A "term sheet" signed with Wisconsin Public Service called for "up to 500-MW" over 15 years starting in 2018. Last week's "re-announcement" calls for selling only 100-MW starting in 2021 and running until 2027. That means about 400-MW and three years have vanished, although the premier said negotiations to again expand the Wisconsin sale to 500-MW are continuing. Meantime, c'est la vie one supposes. "For better is half a loaf than no bread," goes the old English proverb.

The Bipole III transmission line, being developed for a 2017 in-service date, will be used to transmit power south from Keeyask. "Every map you check shows that Minnesota and Wisconsin are aligned to the east side of Manitoba, so you have to wonder why the NDP won't build the new power line closer to these customers," said Manitoba Progressive Conservative Opposition leader Hugh McFayden. "These re-announced power deals today are more evidence that the east side is the right direction for the new power line. Why waste $11,748 per family of four in Manitoba just to build a major power line further away from your customers?"

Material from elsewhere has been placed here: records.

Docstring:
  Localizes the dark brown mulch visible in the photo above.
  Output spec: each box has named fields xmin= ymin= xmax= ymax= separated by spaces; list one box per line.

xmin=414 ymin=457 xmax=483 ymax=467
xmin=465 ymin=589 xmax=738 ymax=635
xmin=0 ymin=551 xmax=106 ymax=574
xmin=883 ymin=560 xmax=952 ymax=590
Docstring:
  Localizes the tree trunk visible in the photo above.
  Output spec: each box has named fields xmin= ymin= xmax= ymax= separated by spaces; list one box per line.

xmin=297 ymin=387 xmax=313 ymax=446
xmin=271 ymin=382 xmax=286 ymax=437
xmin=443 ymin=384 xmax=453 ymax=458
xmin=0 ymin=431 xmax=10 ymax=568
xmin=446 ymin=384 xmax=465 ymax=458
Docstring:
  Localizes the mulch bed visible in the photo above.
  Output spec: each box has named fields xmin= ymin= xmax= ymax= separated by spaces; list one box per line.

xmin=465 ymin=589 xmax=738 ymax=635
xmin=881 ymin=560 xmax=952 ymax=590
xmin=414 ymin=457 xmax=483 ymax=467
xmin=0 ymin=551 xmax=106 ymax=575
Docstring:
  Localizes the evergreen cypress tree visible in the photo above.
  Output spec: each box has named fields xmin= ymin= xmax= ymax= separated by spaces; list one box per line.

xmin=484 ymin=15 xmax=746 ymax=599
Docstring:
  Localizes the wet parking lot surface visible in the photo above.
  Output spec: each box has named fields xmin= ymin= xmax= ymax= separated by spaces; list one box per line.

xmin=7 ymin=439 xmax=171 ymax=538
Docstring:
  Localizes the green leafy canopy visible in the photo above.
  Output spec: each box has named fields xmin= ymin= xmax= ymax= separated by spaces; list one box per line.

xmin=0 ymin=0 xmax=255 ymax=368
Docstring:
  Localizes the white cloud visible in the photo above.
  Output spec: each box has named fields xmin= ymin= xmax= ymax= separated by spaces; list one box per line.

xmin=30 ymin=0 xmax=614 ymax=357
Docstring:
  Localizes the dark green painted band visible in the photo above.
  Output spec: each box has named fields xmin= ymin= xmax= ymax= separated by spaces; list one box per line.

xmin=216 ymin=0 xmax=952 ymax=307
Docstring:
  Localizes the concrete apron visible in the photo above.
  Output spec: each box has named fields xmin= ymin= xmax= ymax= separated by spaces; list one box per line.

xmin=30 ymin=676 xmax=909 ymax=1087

While the 200-MW Wuskwatim Generating Station on the Burntwood River near Nelson House has an estimated construction cost of $1.3 billion - plus another $300 million to build the hydro lines and towers and other associated infrastructure to move the power south - for a total estimated cost of $1.6 billion, the planned 695-MW Keeyask (Cree for gull) Generating Station on the Nelson River, downstream from Split Lake and 175 kilometres northeast of Thompson in the Split Lake Resource Management Area, is a $5.6 billion project - about 4.3 times as expensive to build as Wuskwatim and generating almost 3.5 times as much power as the Nelson House area project.

Selinger said May 25 Keeyask will provide some 4,500 person-years of construction employment.

Manitoba Hydro and representatives from the Tataskweyak Cree Nation, War Lake First Nation, Fox Lake Cree Nation, and York Factory First Nation signed the Joint Keeyask Development Agreement at Split Lake for the Keeyask Generating Station in May 2009. Under the agreement Manitoba Hydro will provide administrative and management services for the project and will own at least 75 percent of the equity. The four First nations will collectively have the right to own up to 25 percent of the partnership.

The Manitoba Hydro-Electric Board has yet to approve the construction and both provincial and federal regulatory licences and approvals are still required.

While the details will necessarily differ in the planning and implementation processes for Keeyask from Wuskwatim, as there is no one-size-fits-all solution for hydro-electric development in Northern Manitoba on traditional Cree land, Wuskwatim is a good model for how things can work today and tomorrow as opposed to the adversarial relations in the 1960s and 1970s between Northern Manitoba's Cree First Nations and Manitoba Hydro, a provincial Crown corporation.

In the old days, Manitoba Hydro came in and flooded Cree land to take power in our name to ship south, not to put too fine a point on the historical truth.

In 1976, the Churchill River Diversion Project began. Flow was diverted by a series of channels and control structures into the Nelson River.

Three of Manitoba s largest dams and hydro-electric generating stations were built earlier in Fox Lake traditional Cree territory near Gillam between 1966 and 1992. Kettle, Long Spruce and Limestone flooded more than 300 square kilometres and displaced many Fox Lake residents. In the 1970s, hydro development also brought significant flooding to the Burntwood River, which had a significant impact on Nelson House.

The Northern Flood Agreement of 1977 addressed adverse effects experienced by First Nations signatories in connection with Manitoba Hydro's operation of the Lake Winnipeg Regulation and Nelson River Diversion Project and Churchill River Diversion (LWRCRD) project.

Wuskwatim marked the first time Manitoba Hydro partnered with a First Nation for hydro-electric development. The Wuskwatim Power Limited Partnership, a legal entity comprised of Manitoba Hydro and the Nisichawayasihk Cree Nation (NCN), is developing the now almost completed project.

Manitoba Hydro is providing construction and management services to the Wuskwatim Power Limited Partnership, in accordance with the project development agreement signed in June 2006.